The tax system in Portugal is based on a sliding scale, with lower rates for less polluting vehicles and higher rates for those with higher emissions. Also, the IUC must be paid annually, and failure to do so can result in fines and even vehicle seizures.
The Portuguese Tax System for Foreigners (NHR)
While it’s essential to understand local taxes, as an expat, you should also be aware of the NHR. The Portuguese Non-Habitual Resident Tax Regime is a popular option for expats who want to benefit from Portugal’s tax incentives.
Through the NHR, expats who have not been tax residents in the country for the past five years can enjoy significant tax incentives for 10 years! These range from a flat income tax rate of 20% for certain professions and a tax exemption on foreign income, pensions, and capital gains.
To apply for this, you must reside in Portugal for at least 183 days per year. The NHR regime is a great option if you are looking to maximize your income and minimize your tax burden.
Income tax rates in Portugal
This operates on a progressive basis, and the rates tend to vary. Some taxable income thresholds are listed below for your ease:
Income Tax Bands | Tax Rate |
---|---|
Up to €7,479 | 14.5% |
Between €7,7,479 and €11,284 | 23% |
Between €11,285 and €15,992 | 26.5% |
Between €15,993 and €20,700 | 28.5 |
Between €20,701 and €26,355 | 35% |
Between €26,356 and €38,632 | 37% |
Between €38,633 and €50,483 | 43.5% |
Between €50,484 and €78,834 | 45% |
Above €78,835 | 48% |
Filing an income tax return is a whole other process, and we have all the information you’ll need to know.
How to file your income tax return in Portugal
To file your income tax return in Portugal, you can use the online portal available on the Tax Authority’s website or hire a tax representative to assist you.
First, you’ll need to gather all the necessary documents, including your tax identification number, payslips, and any receipts or invoices related to deductible expenses. After this, you must access the online portal and complete the relevant tax forms.

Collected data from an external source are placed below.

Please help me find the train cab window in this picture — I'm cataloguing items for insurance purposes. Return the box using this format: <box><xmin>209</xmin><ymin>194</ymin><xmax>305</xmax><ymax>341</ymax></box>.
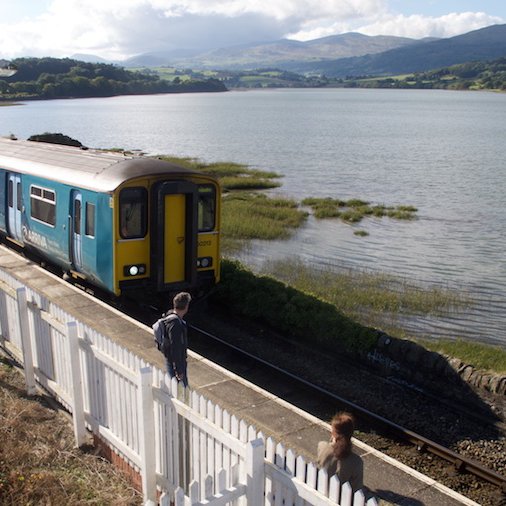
<box><xmin>30</xmin><ymin>186</ymin><xmax>56</xmax><ymax>226</ymax></box>
<box><xmin>119</xmin><ymin>188</ymin><xmax>148</xmax><ymax>239</ymax></box>
<box><xmin>84</xmin><ymin>202</ymin><xmax>95</xmax><ymax>237</ymax></box>
<box><xmin>198</xmin><ymin>185</ymin><xmax>216</xmax><ymax>232</ymax></box>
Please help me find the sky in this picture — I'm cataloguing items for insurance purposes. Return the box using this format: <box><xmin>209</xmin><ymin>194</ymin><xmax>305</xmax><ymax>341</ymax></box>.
<box><xmin>0</xmin><ymin>0</ymin><xmax>506</xmax><ymax>61</ymax></box>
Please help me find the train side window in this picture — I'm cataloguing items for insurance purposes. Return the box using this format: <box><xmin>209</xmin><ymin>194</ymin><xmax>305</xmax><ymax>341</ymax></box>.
<box><xmin>30</xmin><ymin>186</ymin><xmax>56</xmax><ymax>226</ymax></box>
<box><xmin>7</xmin><ymin>179</ymin><xmax>14</xmax><ymax>207</ymax></box>
<box><xmin>84</xmin><ymin>202</ymin><xmax>95</xmax><ymax>237</ymax></box>
<box><xmin>119</xmin><ymin>187</ymin><xmax>148</xmax><ymax>239</ymax></box>
<box><xmin>74</xmin><ymin>200</ymin><xmax>81</xmax><ymax>235</ymax></box>
<box><xmin>16</xmin><ymin>183</ymin><xmax>23</xmax><ymax>211</ymax></box>
<box><xmin>198</xmin><ymin>184</ymin><xmax>216</xmax><ymax>232</ymax></box>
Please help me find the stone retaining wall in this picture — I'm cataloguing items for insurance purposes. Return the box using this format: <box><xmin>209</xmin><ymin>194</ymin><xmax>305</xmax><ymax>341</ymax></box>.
<box><xmin>367</xmin><ymin>333</ymin><xmax>506</xmax><ymax>397</ymax></box>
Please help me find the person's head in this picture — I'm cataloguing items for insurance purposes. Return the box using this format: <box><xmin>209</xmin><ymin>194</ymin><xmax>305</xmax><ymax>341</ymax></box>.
<box><xmin>173</xmin><ymin>292</ymin><xmax>192</xmax><ymax>315</ymax></box>
<box><xmin>330</xmin><ymin>411</ymin><xmax>355</xmax><ymax>458</ymax></box>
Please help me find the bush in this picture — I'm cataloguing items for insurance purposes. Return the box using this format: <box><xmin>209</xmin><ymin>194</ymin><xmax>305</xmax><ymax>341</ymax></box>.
<box><xmin>212</xmin><ymin>260</ymin><xmax>377</xmax><ymax>355</ymax></box>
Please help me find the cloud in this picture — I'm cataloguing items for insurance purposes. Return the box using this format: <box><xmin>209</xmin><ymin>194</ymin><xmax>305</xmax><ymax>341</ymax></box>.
<box><xmin>357</xmin><ymin>12</ymin><xmax>504</xmax><ymax>39</ymax></box>
<box><xmin>0</xmin><ymin>0</ymin><xmax>504</xmax><ymax>59</ymax></box>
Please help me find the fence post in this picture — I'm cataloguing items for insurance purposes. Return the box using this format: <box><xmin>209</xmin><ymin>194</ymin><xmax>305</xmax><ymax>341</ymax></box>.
<box><xmin>137</xmin><ymin>367</ymin><xmax>156</xmax><ymax>504</ymax></box>
<box><xmin>246</xmin><ymin>439</ymin><xmax>265</xmax><ymax>506</ymax></box>
<box><xmin>67</xmin><ymin>321</ymin><xmax>86</xmax><ymax>447</ymax></box>
<box><xmin>16</xmin><ymin>287</ymin><xmax>37</xmax><ymax>395</ymax></box>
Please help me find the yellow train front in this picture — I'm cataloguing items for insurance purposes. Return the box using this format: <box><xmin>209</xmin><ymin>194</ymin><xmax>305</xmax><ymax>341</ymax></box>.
<box><xmin>113</xmin><ymin>160</ymin><xmax>220</xmax><ymax>293</ymax></box>
<box><xmin>0</xmin><ymin>139</ymin><xmax>220</xmax><ymax>297</ymax></box>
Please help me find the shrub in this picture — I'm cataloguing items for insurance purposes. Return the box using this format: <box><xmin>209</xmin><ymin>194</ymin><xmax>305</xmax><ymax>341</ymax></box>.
<box><xmin>212</xmin><ymin>260</ymin><xmax>377</xmax><ymax>354</ymax></box>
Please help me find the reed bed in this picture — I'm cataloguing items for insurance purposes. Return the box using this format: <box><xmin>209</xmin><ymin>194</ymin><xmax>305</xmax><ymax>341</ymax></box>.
<box><xmin>302</xmin><ymin>197</ymin><xmax>418</xmax><ymax>223</ymax></box>
<box><xmin>222</xmin><ymin>192</ymin><xmax>307</xmax><ymax>240</ymax></box>
<box><xmin>160</xmin><ymin>156</ymin><xmax>281</xmax><ymax>191</ymax></box>
<box><xmin>260</xmin><ymin>260</ymin><xmax>469</xmax><ymax>336</ymax></box>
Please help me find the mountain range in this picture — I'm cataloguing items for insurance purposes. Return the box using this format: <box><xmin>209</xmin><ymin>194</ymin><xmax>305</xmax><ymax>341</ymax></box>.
<box><xmin>75</xmin><ymin>25</ymin><xmax>506</xmax><ymax>78</ymax></box>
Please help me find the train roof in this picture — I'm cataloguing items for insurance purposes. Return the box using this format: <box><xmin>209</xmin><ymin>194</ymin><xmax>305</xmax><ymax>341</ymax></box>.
<box><xmin>0</xmin><ymin>138</ymin><xmax>210</xmax><ymax>192</ymax></box>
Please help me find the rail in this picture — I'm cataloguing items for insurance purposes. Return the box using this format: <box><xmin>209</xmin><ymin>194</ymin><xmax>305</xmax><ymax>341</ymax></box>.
<box><xmin>190</xmin><ymin>325</ymin><xmax>506</xmax><ymax>494</ymax></box>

It’s important that you provide accurate information about your income, expenses, and deductions. You can also choose to submit your tax return by mail or in person at a tax office. Be aware that the deadline for filing your tax return in Portugal is typically June 30th of the year following the tax year.
Self-employed income tax in Portugal
In Portugal, self-employed individuals are subject to income tax, which is calculated based on their profits. If you fall under this category, you must register for tax with the Portuguese tax authorities and submit a tax return annually by April 30th.
You must also make payments towards your tax liability throughout the year via quarterly payments. Also, social security contributions are mandatory for self-employed individuals, and the calculation is based on their income level.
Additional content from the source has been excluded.